Baker was named to the Opioid Response Advisory Council by Governor Tim Walz, and later served as the council's chair. In 2021, a nationwide settlement with opioid manufacturer Johnson & Johnson included $296 million over 18 years to the state of Minnesota. The advisory council will oversee the spending of these funds.
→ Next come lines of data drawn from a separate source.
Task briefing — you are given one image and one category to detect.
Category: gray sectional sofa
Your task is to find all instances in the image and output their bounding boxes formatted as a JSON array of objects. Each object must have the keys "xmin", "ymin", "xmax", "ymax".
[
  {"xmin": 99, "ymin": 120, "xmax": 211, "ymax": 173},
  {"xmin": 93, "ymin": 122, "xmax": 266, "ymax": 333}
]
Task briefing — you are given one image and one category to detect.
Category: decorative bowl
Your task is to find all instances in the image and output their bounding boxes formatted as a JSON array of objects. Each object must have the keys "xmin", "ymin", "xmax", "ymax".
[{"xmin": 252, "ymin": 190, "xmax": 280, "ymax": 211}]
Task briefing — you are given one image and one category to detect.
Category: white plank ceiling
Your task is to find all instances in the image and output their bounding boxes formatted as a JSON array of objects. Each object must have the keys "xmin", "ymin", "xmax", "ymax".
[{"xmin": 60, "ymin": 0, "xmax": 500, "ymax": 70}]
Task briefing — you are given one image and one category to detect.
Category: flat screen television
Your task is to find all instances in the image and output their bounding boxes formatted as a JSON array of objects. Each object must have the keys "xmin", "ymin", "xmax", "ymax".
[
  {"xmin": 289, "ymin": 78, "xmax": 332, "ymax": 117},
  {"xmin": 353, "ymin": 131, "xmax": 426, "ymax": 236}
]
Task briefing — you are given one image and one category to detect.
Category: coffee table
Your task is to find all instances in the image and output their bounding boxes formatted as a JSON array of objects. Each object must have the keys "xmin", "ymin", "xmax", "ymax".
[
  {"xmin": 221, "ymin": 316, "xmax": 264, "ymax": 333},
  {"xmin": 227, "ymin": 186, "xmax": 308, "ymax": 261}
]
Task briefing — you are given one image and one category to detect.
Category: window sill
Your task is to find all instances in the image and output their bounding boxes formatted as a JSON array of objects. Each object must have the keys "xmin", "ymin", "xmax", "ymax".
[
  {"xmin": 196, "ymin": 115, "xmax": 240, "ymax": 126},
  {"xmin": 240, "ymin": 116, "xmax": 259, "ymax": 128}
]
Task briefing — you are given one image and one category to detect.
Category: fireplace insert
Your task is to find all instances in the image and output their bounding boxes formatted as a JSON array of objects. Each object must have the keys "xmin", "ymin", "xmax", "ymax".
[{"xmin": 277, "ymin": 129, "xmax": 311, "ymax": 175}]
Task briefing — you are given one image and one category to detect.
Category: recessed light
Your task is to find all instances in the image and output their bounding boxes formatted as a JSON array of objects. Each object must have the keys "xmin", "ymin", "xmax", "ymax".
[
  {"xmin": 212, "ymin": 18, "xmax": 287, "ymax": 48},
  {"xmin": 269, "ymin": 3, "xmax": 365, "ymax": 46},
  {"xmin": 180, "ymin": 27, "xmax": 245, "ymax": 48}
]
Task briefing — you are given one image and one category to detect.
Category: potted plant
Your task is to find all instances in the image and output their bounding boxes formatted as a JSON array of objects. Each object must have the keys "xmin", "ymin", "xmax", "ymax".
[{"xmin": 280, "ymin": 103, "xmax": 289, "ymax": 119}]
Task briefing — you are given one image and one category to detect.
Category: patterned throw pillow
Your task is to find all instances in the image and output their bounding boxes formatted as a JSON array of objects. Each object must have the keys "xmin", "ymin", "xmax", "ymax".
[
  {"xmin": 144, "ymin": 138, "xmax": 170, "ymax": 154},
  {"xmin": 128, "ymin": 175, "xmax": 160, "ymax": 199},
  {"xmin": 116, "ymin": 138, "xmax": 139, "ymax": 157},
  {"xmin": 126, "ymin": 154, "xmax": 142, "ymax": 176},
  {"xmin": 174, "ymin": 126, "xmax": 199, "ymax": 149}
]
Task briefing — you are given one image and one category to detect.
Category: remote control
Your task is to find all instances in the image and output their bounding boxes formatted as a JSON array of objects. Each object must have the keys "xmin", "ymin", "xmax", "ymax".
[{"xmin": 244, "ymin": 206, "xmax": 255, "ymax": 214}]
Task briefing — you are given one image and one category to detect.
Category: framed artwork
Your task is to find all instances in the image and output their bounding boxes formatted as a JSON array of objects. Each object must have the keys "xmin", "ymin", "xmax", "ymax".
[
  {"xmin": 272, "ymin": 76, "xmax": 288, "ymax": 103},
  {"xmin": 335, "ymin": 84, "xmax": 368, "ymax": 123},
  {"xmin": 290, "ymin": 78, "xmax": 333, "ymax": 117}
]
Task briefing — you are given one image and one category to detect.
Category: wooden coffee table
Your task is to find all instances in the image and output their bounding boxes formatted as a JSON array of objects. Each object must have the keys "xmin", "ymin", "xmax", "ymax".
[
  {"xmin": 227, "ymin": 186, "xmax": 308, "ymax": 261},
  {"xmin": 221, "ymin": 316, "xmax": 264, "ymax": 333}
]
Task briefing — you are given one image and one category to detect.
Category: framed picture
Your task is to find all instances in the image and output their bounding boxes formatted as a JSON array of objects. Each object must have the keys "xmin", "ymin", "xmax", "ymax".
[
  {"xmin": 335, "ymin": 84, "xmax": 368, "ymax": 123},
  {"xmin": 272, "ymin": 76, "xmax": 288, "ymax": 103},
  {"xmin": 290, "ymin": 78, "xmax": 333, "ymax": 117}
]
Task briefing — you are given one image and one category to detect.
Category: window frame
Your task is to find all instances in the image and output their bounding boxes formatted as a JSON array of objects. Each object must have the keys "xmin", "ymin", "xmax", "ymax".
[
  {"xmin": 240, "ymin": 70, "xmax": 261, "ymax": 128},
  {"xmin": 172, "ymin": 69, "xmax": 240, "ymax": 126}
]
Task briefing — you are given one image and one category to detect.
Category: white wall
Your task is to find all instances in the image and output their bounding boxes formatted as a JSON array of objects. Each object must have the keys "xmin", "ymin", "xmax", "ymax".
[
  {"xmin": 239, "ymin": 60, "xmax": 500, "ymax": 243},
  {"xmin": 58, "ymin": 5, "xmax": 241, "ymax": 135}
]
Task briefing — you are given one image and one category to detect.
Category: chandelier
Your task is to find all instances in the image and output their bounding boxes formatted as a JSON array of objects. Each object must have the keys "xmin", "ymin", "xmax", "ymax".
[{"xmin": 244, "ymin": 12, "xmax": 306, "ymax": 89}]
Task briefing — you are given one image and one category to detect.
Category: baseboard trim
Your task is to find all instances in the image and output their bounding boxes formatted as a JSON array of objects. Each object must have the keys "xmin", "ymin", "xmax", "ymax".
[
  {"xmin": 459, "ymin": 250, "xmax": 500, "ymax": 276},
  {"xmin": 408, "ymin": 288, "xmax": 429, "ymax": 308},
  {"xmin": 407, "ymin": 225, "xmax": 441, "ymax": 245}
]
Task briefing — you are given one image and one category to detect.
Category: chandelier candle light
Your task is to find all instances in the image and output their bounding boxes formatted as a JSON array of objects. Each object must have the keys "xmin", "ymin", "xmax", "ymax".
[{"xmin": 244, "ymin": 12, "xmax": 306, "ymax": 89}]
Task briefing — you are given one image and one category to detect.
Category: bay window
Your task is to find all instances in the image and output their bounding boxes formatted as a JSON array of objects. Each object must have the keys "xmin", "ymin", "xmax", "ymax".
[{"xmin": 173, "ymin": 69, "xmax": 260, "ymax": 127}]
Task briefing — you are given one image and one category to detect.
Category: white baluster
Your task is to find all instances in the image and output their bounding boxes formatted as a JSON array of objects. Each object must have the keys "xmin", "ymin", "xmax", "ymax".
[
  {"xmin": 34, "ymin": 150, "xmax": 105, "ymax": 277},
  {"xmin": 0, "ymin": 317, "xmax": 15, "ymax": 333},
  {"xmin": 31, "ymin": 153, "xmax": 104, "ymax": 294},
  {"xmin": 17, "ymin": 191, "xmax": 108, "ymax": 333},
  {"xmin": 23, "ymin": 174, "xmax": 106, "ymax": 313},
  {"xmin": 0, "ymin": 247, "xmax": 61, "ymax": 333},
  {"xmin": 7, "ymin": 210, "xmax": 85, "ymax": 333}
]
Baker called for the money to be used on addiction and opioid-related services, and was praised by Attorney General Keith Ellison for his leadership on the issue.

=== Other political positions ===
Baker was one of two Republican House members who voted in support of legislation to restore the right of undocumented immigrants to get driver's licenses in 2019. Baker opposed the bill when it passed the House again in 2023.

Baker has called for law enforcement to have more authority over fentanyl. In 2021, he voted against a bill to legalize marijuana in Minnesota, citing it as a gateway drug that could lead to the use of dangerous substances like opioids. Baker also said he opposed legalization due to an increase in the use of vaping devices, especially among youth. He voted against legislation sponsored by Representative Matt Dean that would have eliminated MinnesotaCare, a public health care option. Baker sponsored legislation to invest in rural broadband expansion.

Baker supported legislation that curbed increases in the minimum wage for tipped workers. He also voted for legislation that would block the cities of Minneapolis and St. Paul from increasing their minimum wage ordinances.

=== COVID-19 pandemic ===
Baker opposed state masking mandates, and told his employees not to ask about medical conditions or force customers to wear face masks. He authored legislation to limit the governor's use of executive powers, and criticized Governor Walz's pandemic lockdown policy, advocating that all pandemic restrictions end by May 2021. Baker's business received over $50,000 in Paycheck Protection Program (PPP) funds during the COVID-19 pandemic.

== Electoral history ==

2014 Minnesota State House - District 17B
| Party |  | Candidate | Votes | % |
|  | Republican | Dave Baker | 7,807 | 50.66 |
|  | Democratic (DFL) | Mary Sawatzky (incumbent) | 7,593 | 49.27 |
|  | Write-in |  | 10 | 0.06 |
| Total votes |  |  | 15,410 | 100.0 |
|  | Republican gain from Democratic (DFL) |  |  |  |  |  |

2016 Minnesota State House - District 17B
| Party |  | Candidate | Votes | % |
|---|---|---|---|---|
|  | Republican | Dave Baker (incumbent) | 11,908 | 59.51 |
|  | Democratic (DFL) | Mary Sawatzky | 8,075 | 40.36 |
|  | Write-in |  | 26 | 0.13 |
| Total votes |  |  | 20,009 | 100.0 |
|  | Republican hold |  |  |  |

2018 Minnesota State House - District 17B
| Party |  | Candidate | Votes | % |
|---|---|---|---|---|
|  | Republican | Dave Baker (incumbent) | 11,908 | 69.11 |
|  | Democratic (DFL) | Anita Flowe | 5,311 | 30.82 |
|  | Write-in |  | 11 | 0.06 |
| Total votes |  |  | 17,230 | 100.0 |
|  | Republican hold |  |  |  |

2020 Minnesota State House - District 17B
| Party |  | Candidate | Votes | % |
|---|---|---|---|---|
|  | Republican | Dave Baker (incumbent) | 14,997 | 70.67 |
|  | Democratic (DFL) | Logan Kortgard | 6,198 | 29.21 |
|  | Write-in |  | 27 | 0.13 |
| Total votes |  |  | 21,222 | 100.0 |
|  | Republican hold |  |  |  |

2022 Minnesota State House - District 16B
| Party |  | Candidate | Votes | % |
|---|---|---|---|---|
|  | Republican | Dave Baker (incumbent) | 12,828 | 72.76 |
|  | Democratic (DFL) | Fred Cogelow | 4,794 | 27.19 |
|  | Write-in |  | 8 | 0.05 |
| Total votes |  |  | 17,630 | 100.0 |
|  | Republican hold |  |  |  |

==Personal life==
Baker has been married to his wife, Mary, since 1985. They have three children and reside in Willmar, Minnesota.